Cerebral venous sinus thrombosis (CVST) is a potentially lifethreatening condition representing 0.5% of all strokes [1,2]. Though CVST were not frequently reported in HIV patients in the literature, HIV increase the risk for cerebrovascular disease. 85% of cerebral venous sinus thrombosis has prothrombotic risk factor [3]. By enlarge; CVST could be due to hypercoagulable diseases, inflammatory and infectious diseases including dental abscesses, otitis media, mastoiditis, facial infections, and endocarditis [4,5].

In HIV patients, CVST has been associated with aberrancies in factors essential in the coagulation pathway.
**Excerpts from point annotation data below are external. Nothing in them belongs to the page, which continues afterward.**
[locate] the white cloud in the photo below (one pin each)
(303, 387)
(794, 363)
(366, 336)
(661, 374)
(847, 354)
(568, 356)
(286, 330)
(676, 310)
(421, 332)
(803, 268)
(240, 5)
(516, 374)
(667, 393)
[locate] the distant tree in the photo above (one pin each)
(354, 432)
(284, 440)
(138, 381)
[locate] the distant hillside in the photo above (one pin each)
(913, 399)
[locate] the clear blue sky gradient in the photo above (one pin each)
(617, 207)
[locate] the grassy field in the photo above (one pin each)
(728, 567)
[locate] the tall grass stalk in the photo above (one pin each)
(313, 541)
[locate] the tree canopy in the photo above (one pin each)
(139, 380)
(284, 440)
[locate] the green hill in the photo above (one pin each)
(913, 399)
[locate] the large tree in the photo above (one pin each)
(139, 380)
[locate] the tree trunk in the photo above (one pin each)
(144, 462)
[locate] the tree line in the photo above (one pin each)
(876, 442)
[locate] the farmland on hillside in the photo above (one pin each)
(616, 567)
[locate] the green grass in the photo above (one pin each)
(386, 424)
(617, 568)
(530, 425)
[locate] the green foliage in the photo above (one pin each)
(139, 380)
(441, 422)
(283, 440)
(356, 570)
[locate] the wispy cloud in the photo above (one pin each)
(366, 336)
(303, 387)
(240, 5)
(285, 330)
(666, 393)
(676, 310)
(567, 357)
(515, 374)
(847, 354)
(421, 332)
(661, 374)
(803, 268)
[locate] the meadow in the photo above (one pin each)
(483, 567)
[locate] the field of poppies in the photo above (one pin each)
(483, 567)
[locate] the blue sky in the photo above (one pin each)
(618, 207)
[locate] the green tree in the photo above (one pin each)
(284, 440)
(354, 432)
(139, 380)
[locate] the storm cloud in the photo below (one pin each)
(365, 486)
In a study of 109 HIVinfected patients, venous and/or arterial thrombosis etiology was: protein C deficiency, elevated factor VIII concentrations, high fibrinogen concentrations, and free protein S deficiency [6]. HIV infection is also associated with an elevated level of D-dimer, along with other markers of dysregulated coagulation and fibrinolysis, which indicates that HIV infection could be associated with a pro-thrombotic state [6].

Furthermore, mechanism for the noted hypercoagulability in patients with HIV infection includes the presence of, heparin cofactor II, antithrombin. And antiphospholipid antibodies. A few studies highlighted a high prevalence of antibodies against protein S in HIV infected patients, leading to significantly low protein S activity in about 31%-76% of patients [7]. It has been noticed that protein S deficiency is not correlated with severity of HIV disease. Moreover, it seems that thrombosis is highly related to low CD4 counts [7,8], which is not the case in our patient. However, protein S level in our case is mildly low at 62 (70-140) but unfortunately protein S activity was not checked.

Konin et al. reported two cases of venous thrombosis associated with protein S deficiency in HIV patients. In the first case they reported superior mesenteric vein thrombosis in 53-year-old HIV patient with protein S deficiency. The second one was a case of cerebral venous sinus thrombosis in HIV patient who was in his third decade. Both of them were not yet on antiretroviral therapy [9].

Inspite of the fact that the absolute risk of thrombosis in patients who are not on combined antiretroviral therapy is almost 6 folds in comparison to healthy population of the same age, there is an additional risk of thrombosis in patients on HAART [10,11]. The prothrombotic effect of HAART is reported to be more common in combinations including protease inhibitors (PIs) [12,13]. Protease inhibitors based therapy promotes thrombosis by inducing platelets and endothelial dysfunction [13]. Nonetheless it is still unclear whether non-protease inhibitors are prothrombotic or not [11,14]. Our patient is on reverse transcriptase inhibitors.

In this HIV patient with normal CD4 count and deep cerebral venous sinus thrombosis, the underlying cause can be possibly in part related to his relatively low protein S and to his treatment with reverse transcriptase inhibitors? However, the possibility of other factors leading to CVT is still open and further case reports might help address this issue.